Species of Isochirotherium vary in size, with I. herculis being the largest by a wide margin. The length of the pes (foot) is approximately 300-350mm in length, correlating to an animal significantly larger than any known species of ctenosauriscid, estimated to be 5-6 meters in length. The pes has five digits, with digits I-IV being clawed and the fifth being smaller and clawless. Digits II and III are similar in length and the longest on the pes. The manus (hand) is digitigrade and the first digit is rarely preserved. Digits I-IV are clawed. The manus is much smaller than the pes, being relatively the smallest among all cheirotheriids with a length of approximately one-third of the pes on the individual preserved. Unlike Chirotherium, Isochirotherium trackways are typically straight, rather than meandering. Isochirotherium herculis trackways are narrow relative to the size of the animal, and indicate an erect stance with the limbs held below the body.

== Paleoenvironment ==

=== Isochirotherium herculis ===
Isochirotherium herculis trackways are known from the Middle Triassic, a time when the Tethys coastline was undergoing dramatic change. The uplift of mountains and marine regression made terrestrial reptile movement possible across areas previously restricted by the Tethys, and the presence of Isochirotherium herculis trackways alongside other large, terrestrial archosaurs in an intertidal flat potentially indicates migration and dispersal of large-bodied archosaurs and dinosauromorphs in Triassic Europe. The flat which preserves the longest known trackway of Isochirotherium herculis also includes a variety of other organisms, both marine and terrestrial. The footprints present were found with the remains of Nothosaurs inside them, as well as Hybodontiform fish. Additional tracks preserved alongside Isochirotherium herculis are those of Synaptichnium, Rhynchosauroides, Rotodactylus, and various Prolacertiform taxa. The Sabkha environment surrounding the trackways would have been highly saline and likely sparse or devoid of vegetation. Large-bodied predators like Isochirotherium herculis may have crossed the Sabkha following small reptile prey, which migrated to the shore during the mating season of extinct Horseshoe crabs. These intertidal flats were frequently flooded, but the tides were slow and shallow, allowing for good preservation quality of the trackways. The general ecosystem's geology and ecology has been noted as being similar to the intertidal flats of the UAE.

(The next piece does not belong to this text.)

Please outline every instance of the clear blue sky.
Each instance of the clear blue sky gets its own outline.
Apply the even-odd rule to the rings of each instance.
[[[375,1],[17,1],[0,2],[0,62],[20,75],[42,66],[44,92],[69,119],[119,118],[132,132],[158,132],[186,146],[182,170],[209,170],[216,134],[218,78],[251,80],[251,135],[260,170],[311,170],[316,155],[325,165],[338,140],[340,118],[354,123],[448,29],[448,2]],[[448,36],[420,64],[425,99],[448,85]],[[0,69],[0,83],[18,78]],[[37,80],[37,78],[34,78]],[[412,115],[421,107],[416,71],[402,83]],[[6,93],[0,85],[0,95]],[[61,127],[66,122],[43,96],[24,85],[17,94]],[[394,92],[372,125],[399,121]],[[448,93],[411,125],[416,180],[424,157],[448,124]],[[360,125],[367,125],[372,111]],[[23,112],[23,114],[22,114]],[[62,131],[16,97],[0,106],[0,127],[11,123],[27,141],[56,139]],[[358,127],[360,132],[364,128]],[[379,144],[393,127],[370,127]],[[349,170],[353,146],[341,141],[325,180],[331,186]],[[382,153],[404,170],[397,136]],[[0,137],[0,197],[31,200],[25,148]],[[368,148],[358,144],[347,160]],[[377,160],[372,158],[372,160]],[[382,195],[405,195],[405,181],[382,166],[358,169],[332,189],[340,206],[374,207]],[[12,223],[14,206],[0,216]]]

=== Isochirotherium delicatum ===
Isochirotherium delicatum is an ichnospecies with trackways known from the Southern Alps of Italy. It is one of the smallest ichnospecies in Isochirotherium, and is thought to represent a Proterochampsid archosaur trackmaker. Isochirotherium delicatum trackways represent animals from 40cm to 150cm in length. There are two distinct forms of I. delicatum, both of which coexisted with each other, and may represent similar species or intraspecific dimorphism. The second is more likely, as the ratio of 'slender' morph tracks to 'robust' morph tracks are almost 1:1, consistent with a large group with even numbers of male and female individuals. The distribution and number of the footprints of I. delicatum trackways have been used as evidence for social grouping and gregarious behavior, preserving the trackway of a large group composed predominantly of adult animals.